Fri, 2013-01-04 02:23 am | By Marcus Zeitz '12

 

It was late July, and I sat at my computer, feverishly checking the Grinnell PioneerWeb networking site for my first-year housing information. It was probably the third or fourth time that night I had checked, and yet I still had hope that another click on the refresh button would yield the answer to my question. Certainly knowing which dorm I got into was one thing — I could have seen myself in any of the rooms at Grinnell, from the cozy residence halls of South Campus to the high-ceilinged modernity of East Campus — but it was not the room I was concerned with, but rather the roommate.

Who would he be? I had always envisioned my roommate in the vein ofThe Catcher in the Rye: an outgoing, big-shot roommate to contrast with my own reserved self. I pored over the roommate questionnaire I had hastily answered earlier that summer. What had I checked again?

Then I saw it. An e-mail in my new Grinnell mailbox from my prospective roommate. My existing conceptions of him were shattered. I knew nothing. His name was Chinese, this much I knew.

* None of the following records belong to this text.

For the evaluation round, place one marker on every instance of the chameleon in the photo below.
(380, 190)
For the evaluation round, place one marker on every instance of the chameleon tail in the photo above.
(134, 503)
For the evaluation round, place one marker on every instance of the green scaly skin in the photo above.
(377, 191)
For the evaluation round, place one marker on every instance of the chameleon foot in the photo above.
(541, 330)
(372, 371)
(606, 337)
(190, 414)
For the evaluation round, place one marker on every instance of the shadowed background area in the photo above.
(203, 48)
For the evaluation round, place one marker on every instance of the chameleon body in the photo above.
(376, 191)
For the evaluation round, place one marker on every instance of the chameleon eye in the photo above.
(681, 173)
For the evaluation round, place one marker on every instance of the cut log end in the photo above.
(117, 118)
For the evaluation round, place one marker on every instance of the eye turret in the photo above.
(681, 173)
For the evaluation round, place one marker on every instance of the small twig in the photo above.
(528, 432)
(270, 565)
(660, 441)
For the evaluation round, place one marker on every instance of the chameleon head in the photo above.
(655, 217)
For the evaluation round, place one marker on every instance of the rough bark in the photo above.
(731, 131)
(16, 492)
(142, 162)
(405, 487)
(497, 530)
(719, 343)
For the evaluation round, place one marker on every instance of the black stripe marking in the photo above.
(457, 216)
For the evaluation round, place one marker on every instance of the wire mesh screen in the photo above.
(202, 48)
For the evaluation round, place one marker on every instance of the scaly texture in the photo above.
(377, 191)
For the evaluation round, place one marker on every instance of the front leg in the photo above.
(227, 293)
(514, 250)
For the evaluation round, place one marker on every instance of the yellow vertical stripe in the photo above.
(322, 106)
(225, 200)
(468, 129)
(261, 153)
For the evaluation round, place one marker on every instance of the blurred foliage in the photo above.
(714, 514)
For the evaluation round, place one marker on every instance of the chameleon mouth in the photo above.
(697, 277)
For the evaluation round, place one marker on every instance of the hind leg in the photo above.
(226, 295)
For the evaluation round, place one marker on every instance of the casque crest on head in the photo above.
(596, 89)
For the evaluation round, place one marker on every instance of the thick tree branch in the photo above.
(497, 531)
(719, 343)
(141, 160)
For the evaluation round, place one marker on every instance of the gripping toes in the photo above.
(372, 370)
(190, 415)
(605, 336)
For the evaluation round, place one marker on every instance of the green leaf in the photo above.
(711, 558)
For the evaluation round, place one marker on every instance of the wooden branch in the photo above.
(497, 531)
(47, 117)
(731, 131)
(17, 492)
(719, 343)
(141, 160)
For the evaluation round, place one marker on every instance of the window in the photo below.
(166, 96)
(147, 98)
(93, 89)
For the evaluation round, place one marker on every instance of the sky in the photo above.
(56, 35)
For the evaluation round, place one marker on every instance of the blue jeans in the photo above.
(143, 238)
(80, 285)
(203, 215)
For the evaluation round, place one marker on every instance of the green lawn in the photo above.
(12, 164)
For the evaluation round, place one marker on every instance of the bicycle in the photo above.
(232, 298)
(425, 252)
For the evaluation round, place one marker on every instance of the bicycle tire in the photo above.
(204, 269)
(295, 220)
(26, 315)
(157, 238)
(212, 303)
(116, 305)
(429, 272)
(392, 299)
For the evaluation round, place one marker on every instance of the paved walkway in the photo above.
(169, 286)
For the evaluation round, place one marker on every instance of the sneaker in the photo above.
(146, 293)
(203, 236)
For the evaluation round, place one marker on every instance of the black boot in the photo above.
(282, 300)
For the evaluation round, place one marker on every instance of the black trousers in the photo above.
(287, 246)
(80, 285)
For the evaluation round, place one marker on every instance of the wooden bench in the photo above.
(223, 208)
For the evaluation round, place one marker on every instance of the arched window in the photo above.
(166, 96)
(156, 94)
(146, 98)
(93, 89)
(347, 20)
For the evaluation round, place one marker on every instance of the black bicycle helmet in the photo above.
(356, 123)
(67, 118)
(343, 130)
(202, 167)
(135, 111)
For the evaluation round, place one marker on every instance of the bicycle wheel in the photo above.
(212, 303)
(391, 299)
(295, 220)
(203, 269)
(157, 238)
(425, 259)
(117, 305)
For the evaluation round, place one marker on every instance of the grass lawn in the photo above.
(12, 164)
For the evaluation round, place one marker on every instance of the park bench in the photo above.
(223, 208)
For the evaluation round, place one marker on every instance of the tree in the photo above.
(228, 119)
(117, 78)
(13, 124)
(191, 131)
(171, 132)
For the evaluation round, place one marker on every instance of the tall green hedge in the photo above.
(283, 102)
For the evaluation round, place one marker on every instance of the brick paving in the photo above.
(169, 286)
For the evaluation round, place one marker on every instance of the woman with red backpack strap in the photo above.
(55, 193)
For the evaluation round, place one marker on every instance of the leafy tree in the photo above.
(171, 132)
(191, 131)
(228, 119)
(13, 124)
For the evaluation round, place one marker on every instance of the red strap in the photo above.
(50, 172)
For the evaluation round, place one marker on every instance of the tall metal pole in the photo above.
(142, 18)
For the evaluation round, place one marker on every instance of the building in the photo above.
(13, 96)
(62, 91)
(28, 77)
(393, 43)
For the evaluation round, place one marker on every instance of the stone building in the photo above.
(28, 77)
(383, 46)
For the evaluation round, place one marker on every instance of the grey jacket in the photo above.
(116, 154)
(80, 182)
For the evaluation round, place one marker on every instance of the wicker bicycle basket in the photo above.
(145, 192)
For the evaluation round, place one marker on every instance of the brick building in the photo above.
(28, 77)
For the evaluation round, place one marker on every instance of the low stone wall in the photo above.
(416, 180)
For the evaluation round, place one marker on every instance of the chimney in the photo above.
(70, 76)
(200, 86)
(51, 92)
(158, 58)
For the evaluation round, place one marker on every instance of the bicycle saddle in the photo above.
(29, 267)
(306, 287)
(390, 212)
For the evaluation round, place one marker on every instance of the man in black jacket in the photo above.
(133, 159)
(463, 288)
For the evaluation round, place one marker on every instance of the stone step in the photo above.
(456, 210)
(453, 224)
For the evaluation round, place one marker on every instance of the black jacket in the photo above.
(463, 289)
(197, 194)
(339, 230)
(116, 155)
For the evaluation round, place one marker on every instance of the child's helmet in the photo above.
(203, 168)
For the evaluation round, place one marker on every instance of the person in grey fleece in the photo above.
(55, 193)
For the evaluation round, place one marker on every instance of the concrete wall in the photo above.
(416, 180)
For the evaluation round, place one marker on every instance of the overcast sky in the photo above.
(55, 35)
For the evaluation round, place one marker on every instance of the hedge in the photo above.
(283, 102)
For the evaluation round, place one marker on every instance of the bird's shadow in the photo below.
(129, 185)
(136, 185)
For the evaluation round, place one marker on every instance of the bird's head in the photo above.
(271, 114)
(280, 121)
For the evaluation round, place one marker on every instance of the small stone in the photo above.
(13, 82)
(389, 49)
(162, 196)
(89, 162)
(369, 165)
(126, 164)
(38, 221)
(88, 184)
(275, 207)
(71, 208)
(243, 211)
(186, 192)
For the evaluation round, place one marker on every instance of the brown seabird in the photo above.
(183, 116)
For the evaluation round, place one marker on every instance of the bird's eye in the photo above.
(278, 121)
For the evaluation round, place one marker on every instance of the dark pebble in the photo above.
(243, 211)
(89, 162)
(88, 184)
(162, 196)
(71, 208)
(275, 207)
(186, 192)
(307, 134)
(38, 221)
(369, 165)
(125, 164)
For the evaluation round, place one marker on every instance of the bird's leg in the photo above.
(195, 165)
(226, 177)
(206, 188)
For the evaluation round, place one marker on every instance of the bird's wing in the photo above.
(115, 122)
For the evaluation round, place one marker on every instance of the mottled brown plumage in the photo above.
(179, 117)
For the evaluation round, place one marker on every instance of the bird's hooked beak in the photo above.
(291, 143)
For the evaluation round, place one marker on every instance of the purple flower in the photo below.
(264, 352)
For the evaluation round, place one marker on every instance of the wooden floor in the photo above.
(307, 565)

Later I would enlist the help of my Chinese-speaking friends to ensure that I would not make the fatal error of mispronouncing my future roommate’s name.

I eagerly read through the e-mail, starting with his humorous assumption that I was “from Deutschland,” to his introduction of himself, his city, and his hobbies. He told me we would share “tears and happiness” together at Grinnell. As excited as I was to meet him, I was worried my ignorance of his culture would make it difficult for us to connect as friends.

One month later, after occasional but regular e-mail communication, I was ready to meet my roommate, Wenyang Qian ’12. I arrived at Grinnell and unpacked my stuff in the already half-filled room. I found a note explaining Wenyang’s momentary absence and his excitement to finally meet me.

The door burst open, and in bounded the raw energy that I came to know as Wenyang. While I was exhausted by my day of traveling, he had spent the last few days getting to know Grinnell during International Student Orientation. He was all ready to show me around and introduce me to people. We went to dinner together, talked about how we had chosen Grinnell, and the strange hands of fate and coincidence that had brought him, from Nanjing, China, and me, from Redmond, Wash. (not Germany), to the same dorm room at a small college in the middle of Iowa.

We both marveled at the stars in the night sky and the openness of the Midwest, and shared our photos and stories from our lives at home. As it turned out, we were not so strange to each other as we had each imagined. We both possessed the intellectual curiosity and courage that had brought us to Grinnell. We both had experience with long-distance relationships and similar views of romance. We even found out that we enjoyed some of the same movies, including the French film Amélie.

As the academic year commenced, we still found time to enjoy our talks together, even when we busied ourselves with activities outside the room. We shared our tears and happiness.